Thomas Hobbes e o Estado

Estado: concepção, causa e fim segundo Thomas Hobbes

Daniel Filipe da Silva

Este artigo tem por finalidade apontar a causa, o processo de geração, o objetivo e a definição de Estado segundo Thomas Hobbes, com base na sua obra Leviatã, publicada em 1651.

Primeiramente, cabem ser colocadas, aqui, algumas informações acerca da vida do filósofo a ser trabalhado ao longo deste artigo. Hobbes (1588-1679) nasceu em Westport, na Inglaterra. A sua filosofia sofreu influência da cultura e dos acontecimentos de sua época e uma prova concreta disso é que o “seu pensamento filosófico traz duas características que são próprias da filosofia inglesa: o empirismo e uma atenção forte à política”( MONDIN, 1981, p.980).

Hobbes é um filósofo que fez críticas ferrenhas às Meditações de Descartes, pois sua filosofia tinha uma perspectiva oposta à dele:

Descartes professava doutrinas conceitualistas em lógica (idéias claras, distintas e inatas), transcendentalistas em metafísica (primado de Deus e da realidade espiritual), espiritualistas em psicologia (homem é a sua essência) e estóicas em éticas (desapego do mundo), já Hobbes defende as doutrinas nominalistas em lógica (as idéias universais são apenas nomes), materialistas em metafísica (o princípio último de todas as coisas são a extensão e o movimento), naturalísticas em antropologia (o homem é constituído apenas de matéria e está sujeito á leis mecânicas da natureza), hedonísticas em ética (a felicidade está no prazer). (MONDIN, 1981, p.98)

Quanto a sua obra Leviatã, observa-se que nela Hobbes distingue dois estados da humanidade: o natural e o político-social. No estado natural, tem-se uma vida extremamente insegura e ameaçadora, pois “[...] ela é solitária, pobre, sórdida, embrutecida e curta” (HOBBES, 1979, p.88). Poder-se-ia dizer que, nesse estado, o homem é como o selvagem, alguém que vive sem lei, tem todos os direitos e nenhum dever, uma vez que goza de liberdade total e não há um governo para impor a ordem.

O homem, por natureza, é egoísta, pois quer fazer apenas o que é do seu interesse, sem levar em consideração os anseios dos outros. Devido a isso, quando há choques de interesses entre esses indivíduos, surgem os conflitos interpessoais, já que “os dois desejam a mesma coisa, ao mesmo tempo, que é impossível ela ser gozada por ambos, eles se tornam inimigos” (HOBBES, 1979, p.74).

Logo, pode-se afirmar que, no estado de natureza, “Homo homini lupus” – o homem é o lobo do homem” (MONDIN, 1981, p.100), pois ele é capaz de destruir o outro para se preservar e alcançar os seus próprios objetivos, sobretudo, pelo fato de que está amparado pelo direito de natureza.
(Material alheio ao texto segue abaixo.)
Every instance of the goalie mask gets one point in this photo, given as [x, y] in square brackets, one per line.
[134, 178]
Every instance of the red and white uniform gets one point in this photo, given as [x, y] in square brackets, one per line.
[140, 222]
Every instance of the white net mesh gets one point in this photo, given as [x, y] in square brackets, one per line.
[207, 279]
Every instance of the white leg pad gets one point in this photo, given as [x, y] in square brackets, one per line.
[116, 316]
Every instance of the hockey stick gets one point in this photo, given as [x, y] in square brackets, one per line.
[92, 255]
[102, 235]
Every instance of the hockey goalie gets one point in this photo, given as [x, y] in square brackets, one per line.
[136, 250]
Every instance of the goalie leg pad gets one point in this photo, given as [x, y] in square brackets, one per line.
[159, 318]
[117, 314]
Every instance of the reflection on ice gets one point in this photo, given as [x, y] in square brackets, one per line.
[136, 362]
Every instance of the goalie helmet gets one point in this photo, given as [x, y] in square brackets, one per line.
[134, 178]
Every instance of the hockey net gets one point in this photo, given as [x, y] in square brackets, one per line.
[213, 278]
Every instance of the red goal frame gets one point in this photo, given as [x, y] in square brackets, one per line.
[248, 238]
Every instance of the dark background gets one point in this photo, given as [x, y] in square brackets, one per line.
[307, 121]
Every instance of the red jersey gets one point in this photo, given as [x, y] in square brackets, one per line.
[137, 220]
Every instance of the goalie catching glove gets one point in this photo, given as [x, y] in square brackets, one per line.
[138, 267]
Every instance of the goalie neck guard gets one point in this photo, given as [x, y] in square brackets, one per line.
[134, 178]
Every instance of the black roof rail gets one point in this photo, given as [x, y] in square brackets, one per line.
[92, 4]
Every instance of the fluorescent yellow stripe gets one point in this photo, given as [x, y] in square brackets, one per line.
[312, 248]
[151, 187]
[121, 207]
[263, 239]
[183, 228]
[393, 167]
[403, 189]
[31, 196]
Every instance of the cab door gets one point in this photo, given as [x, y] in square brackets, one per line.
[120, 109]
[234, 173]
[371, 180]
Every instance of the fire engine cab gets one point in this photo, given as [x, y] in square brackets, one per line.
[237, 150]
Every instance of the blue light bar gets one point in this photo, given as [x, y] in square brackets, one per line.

Mas, afinal de contas, o que é direito de natureza? É a liberdade que todo homem tem de usar o poder que possui, do modo que quiser, para se auto – preservar, sem que haja um impedimento exterior a ele, crendo que esse é o melhor modo de obter a sua própria segurança.

Ao longo do texto, ele aponta para a existência de leis de natureza, que têm a mesma finalidade dos direitos naturais, que é a de visar à auto-preservação do indivíduo, pois elas são “um preceito ou regra geral ditado pela razão que o proíbe de fazer tudo o que possa destruir a sua própria vida ou privá-lo de meios necessário para preservá-la” (ROVIGHI, 1999, p.78).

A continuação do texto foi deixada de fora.